A key witness in the Trayvon Martin murder trial was grilled in court Thursday about her cell phone call with the teen shooting victim minutes before he was killed by a volunteer neighborhood watchman.
Rachel Jeantel, 19, a close friend of Martin’s who said she was on the phone with him during his final minutes alive, testified that the unarmed teen said he was being pursued and appeared to have been accosted during the fatal encounter on a rainy night in February of last year.
According to Jeantel, Martin told her during their phone call that “he was being followed by a creepy ass cracker” — a pejorative term employed by some African-Americans to refer to whites.

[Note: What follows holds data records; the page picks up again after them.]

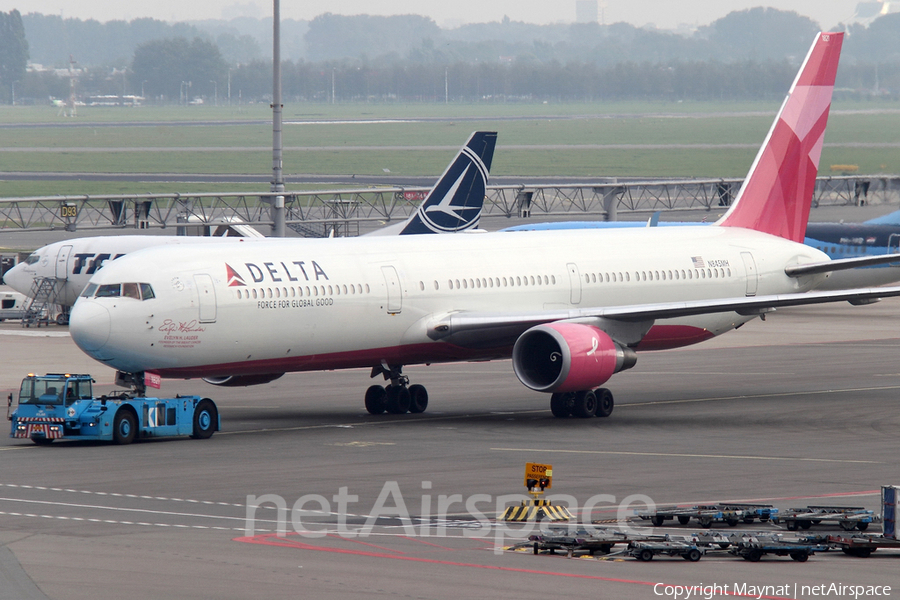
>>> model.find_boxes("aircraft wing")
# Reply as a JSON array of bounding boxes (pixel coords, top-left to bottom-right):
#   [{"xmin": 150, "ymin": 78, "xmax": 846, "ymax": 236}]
[
  {"xmin": 784, "ymin": 253, "xmax": 900, "ymax": 277},
  {"xmin": 428, "ymin": 286, "xmax": 900, "ymax": 348}
]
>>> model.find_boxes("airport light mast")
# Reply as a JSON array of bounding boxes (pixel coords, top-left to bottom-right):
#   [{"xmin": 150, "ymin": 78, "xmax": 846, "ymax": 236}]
[{"xmin": 271, "ymin": 0, "xmax": 284, "ymax": 237}]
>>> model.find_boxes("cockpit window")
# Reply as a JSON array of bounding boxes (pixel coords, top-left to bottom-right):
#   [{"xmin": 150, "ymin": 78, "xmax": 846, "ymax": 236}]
[
  {"xmin": 97, "ymin": 283, "xmax": 122, "ymax": 298},
  {"xmin": 89, "ymin": 282, "xmax": 156, "ymax": 300},
  {"xmin": 122, "ymin": 283, "xmax": 141, "ymax": 300}
]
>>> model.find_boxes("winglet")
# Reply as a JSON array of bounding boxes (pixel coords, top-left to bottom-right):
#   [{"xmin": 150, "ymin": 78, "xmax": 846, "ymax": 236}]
[
  {"xmin": 400, "ymin": 131, "xmax": 497, "ymax": 235},
  {"xmin": 717, "ymin": 33, "xmax": 844, "ymax": 242}
]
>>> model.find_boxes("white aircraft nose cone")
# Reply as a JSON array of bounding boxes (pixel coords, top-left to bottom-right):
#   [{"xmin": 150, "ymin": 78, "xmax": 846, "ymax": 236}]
[
  {"xmin": 69, "ymin": 298, "xmax": 110, "ymax": 354},
  {"xmin": 3, "ymin": 263, "xmax": 31, "ymax": 295}
]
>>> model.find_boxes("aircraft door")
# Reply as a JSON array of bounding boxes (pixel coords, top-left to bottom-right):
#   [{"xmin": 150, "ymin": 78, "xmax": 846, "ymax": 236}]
[
  {"xmin": 56, "ymin": 246, "xmax": 72, "ymax": 279},
  {"xmin": 741, "ymin": 252, "xmax": 759, "ymax": 296},
  {"xmin": 194, "ymin": 273, "xmax": 216, "ymax": 323},
  {"xmin": 566, "ymin": 263, "xmax": 581, "ymax": 304},
  {"xmin": 381, "ymin": 265, "xmax": 403, "ymax": 315}
]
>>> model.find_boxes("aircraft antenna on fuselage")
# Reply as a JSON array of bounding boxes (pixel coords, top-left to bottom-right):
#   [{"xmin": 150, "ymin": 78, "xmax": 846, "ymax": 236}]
[{"xmin": 717, "ymin": 33, "xmax": 844, "ymax": 243}]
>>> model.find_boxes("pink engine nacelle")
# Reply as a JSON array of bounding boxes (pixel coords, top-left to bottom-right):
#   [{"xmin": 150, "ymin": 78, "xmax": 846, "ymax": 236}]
[{"xmin": 512, "ymin": 322, "xmax": 637, "ymax": 393}]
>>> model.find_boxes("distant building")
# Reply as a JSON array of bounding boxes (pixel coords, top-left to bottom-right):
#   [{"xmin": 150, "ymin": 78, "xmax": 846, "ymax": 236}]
[
  {"xmin": 575, "ymin": 0, "xmax": 599, "ymax": 23},
  {"xmin": 853, "ymin": 0, "xmax": 900, "ymax": 25}
]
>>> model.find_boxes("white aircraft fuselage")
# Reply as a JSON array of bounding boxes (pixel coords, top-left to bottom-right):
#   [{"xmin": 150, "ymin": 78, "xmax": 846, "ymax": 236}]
[{"xmin": 72, "ymin": 227, "xmax": 827, "ymax": 377}]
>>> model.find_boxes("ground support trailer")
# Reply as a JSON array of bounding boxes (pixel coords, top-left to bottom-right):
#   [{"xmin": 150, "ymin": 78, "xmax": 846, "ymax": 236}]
[
  {"xmin": 528, "ymin": 528, "xmax": 667, "ymax": 558},
  {"xmin": 828, "ymin": 535, "xmax": 900, "ymax": 558},
  {"xmin": 7, "ymin": 373, "xmax": 220, "ymax": 444},
  {"xmin": 729, "ymin": 534, "xmax": 828, "ymax": 562},
  {"xmin": 625, "ymin": 540, "xmax": 706, "ymax": 562},
  {"xmin": 773, "ymin": 506, "xmax": 879, "ymax": 531},
  {"xmin": 635, "ymin": 504, "xmax": 778, "ymax": 528}
]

In hours of testimony that spanned over two days, Jeantel recounted that she was chatting on the phone with Martin as he walked through the gated community, when he became aware that he was being followed.
She said she heard an angry exchange of words, including Martin demanding of the man “why you following me for?”
“A hard-breathing man,” she said, responded “what are you doing around here?”
Jeantel testified that there were “noises” and that she heard the teen yell “get off, get off. The phone call then cut off.”
During cross-examination, Zimmerman’s defense attorney Don West noted minor inconsistencies in the account of the story Jeantel told on the witness stand and what she said in the days immediately following the shooting.
Martin, 17, was visiting a family friend in the neighborhood and was coming back from a convenience store just before his run-in with Zimmerman.
The son of an American father and a Peruvian mother, Zimmerman has denied any racial motive in the killing, saying he shot Martin only because he feared his life was in danger.
The volunteer neighborhood watchman said he phoned police when he saw Martin walking in a hooded sweatshirt in a gated community in Sanford, Florida which had seen a string of recent robberies.
Zimmerman told police that he found Martin’s behavior suspicious, but was instructed by not to follow Martin.
Zimmerman has pleaded not guilty to charges of second degree murder, saying he shot Martin in self-defense after the teen wrestled him to the ground and pounded his head against the sidewalk.
A jury of six women is hearing the second degree murder trial of Zimmerman, a case that inflamed racial tensions in the United States.
Florida investigators initially opted not to press charges in the case, setting off a furor, with Martin’s supporters alleging racism and pointing to the fact that the teenager was carrying no weapon at the time of his death and had no criminal record.
The incident, widely covered in the US media, also inited debate over the state’s controversial “Stand Your Ground” law, which allows the use of firearms in self-defense even when it is possible to flee.